Photo/Writing Prompt: Through My Window
Photo taken from my car at North Point Park, Sheboygan, WI
I thought about getting out of the car. Crossing the rocks, putting my toes in the waves. I could hear the handful of children braving the cold water down at the beach. Squeals and shouts, words indiscernible as the breeze took them up and away. I considered walking down there, sitting in the sand. Still, I stayed in my car. Through my open window, the blue view filled my eyes until I closed them against the midday sun. Keeping them closed, I waited. The prism of outlines faded from the backs of my eyelids. The children’s voices and passing cars fell behind the hum of the wind. Everything went to the background except the water.
It was my therapy, listening to the lake. I’d started driving here after work on the worst days. The days when I had no wish to go home to face what was there. Or what was not there. Instead I’d drive here. I would stay until the sun was dipping on the other side of the trees and my stomach growled as if food still tasted worthwhile. At first, I kept my eyes open. I tried to notice everything, anything that could hold my focus. Every movement, every face, every smell and sound. Each one gave me a few seconds outside of my head. After some weeks I learned to listen to the lake instead. It was the only thing that could hold me long enough to do any good.
That was a year ago. A year. A year without him. I’ve listened for a year to the crescendo as the water swells before breaking and the waves course over the shore’s rocks. Twelve months of hearing the lapping water on the smooth little stones closer to the beach.

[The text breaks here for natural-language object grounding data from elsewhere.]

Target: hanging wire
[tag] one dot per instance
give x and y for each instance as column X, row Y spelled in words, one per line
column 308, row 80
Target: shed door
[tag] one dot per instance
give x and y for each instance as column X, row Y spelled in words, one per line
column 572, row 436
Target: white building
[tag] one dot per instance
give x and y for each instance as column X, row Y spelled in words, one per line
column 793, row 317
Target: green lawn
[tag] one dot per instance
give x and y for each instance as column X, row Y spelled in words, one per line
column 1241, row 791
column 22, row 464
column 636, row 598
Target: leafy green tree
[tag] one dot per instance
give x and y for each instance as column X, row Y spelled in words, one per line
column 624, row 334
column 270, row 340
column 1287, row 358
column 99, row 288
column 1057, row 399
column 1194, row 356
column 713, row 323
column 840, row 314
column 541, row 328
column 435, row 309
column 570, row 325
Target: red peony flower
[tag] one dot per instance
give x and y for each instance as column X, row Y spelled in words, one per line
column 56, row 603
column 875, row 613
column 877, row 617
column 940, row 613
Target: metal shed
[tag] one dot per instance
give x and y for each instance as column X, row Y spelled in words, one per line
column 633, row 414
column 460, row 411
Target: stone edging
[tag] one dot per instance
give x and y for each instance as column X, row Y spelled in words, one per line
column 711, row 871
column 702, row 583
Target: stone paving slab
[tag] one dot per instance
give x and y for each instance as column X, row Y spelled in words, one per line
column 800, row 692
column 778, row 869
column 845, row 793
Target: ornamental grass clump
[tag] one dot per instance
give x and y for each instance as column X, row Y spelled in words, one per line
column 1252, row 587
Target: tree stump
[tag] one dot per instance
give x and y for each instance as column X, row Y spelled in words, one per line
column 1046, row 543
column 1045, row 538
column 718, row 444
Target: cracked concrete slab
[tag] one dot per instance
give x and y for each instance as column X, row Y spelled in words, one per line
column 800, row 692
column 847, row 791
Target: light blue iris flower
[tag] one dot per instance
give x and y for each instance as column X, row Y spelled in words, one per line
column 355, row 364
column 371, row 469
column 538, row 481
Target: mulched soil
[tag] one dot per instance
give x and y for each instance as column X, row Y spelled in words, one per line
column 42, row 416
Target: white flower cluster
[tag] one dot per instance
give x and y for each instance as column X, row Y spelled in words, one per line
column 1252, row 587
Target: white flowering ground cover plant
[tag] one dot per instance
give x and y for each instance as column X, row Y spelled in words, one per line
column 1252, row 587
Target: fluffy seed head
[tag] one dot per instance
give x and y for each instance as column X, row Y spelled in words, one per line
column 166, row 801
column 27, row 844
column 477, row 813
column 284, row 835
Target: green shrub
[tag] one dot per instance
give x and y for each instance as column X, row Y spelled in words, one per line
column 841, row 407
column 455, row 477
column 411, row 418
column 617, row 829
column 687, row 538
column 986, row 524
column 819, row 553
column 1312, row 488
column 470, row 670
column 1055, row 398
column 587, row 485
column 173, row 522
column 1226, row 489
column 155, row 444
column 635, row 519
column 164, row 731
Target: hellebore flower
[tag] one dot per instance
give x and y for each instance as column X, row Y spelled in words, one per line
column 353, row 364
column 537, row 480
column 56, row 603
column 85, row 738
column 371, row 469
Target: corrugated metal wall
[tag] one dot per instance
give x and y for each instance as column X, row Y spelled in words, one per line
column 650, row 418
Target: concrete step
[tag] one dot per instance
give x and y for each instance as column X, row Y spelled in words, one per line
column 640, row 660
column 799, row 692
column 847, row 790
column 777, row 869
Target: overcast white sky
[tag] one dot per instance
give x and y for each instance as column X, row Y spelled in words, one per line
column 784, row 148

Even through winter I came. Window down, heat high in the car. It was less often by then though. I didn’t miss him any less but I was less startled by the absence. The emptiness of his favorite chair and his side of the bed didn’t choke me when I walked into the room. Instead of the lake after work, I’d leave early some mornings to sit in the grass and lean my back against his gravestone. That helped, too, certainly, but nothing could soothe like the lake.
Now summer has come again. Indifferent to my feelings, it would not be put off. Maybe I’ll get out of the car tomorrow. There’s a picnic table under a willow tree that’s empty most days. Maybe I’ll get out, walk that much closer to the water, sit cross legged on the wood of that table, close my eyes, and listen to the lake.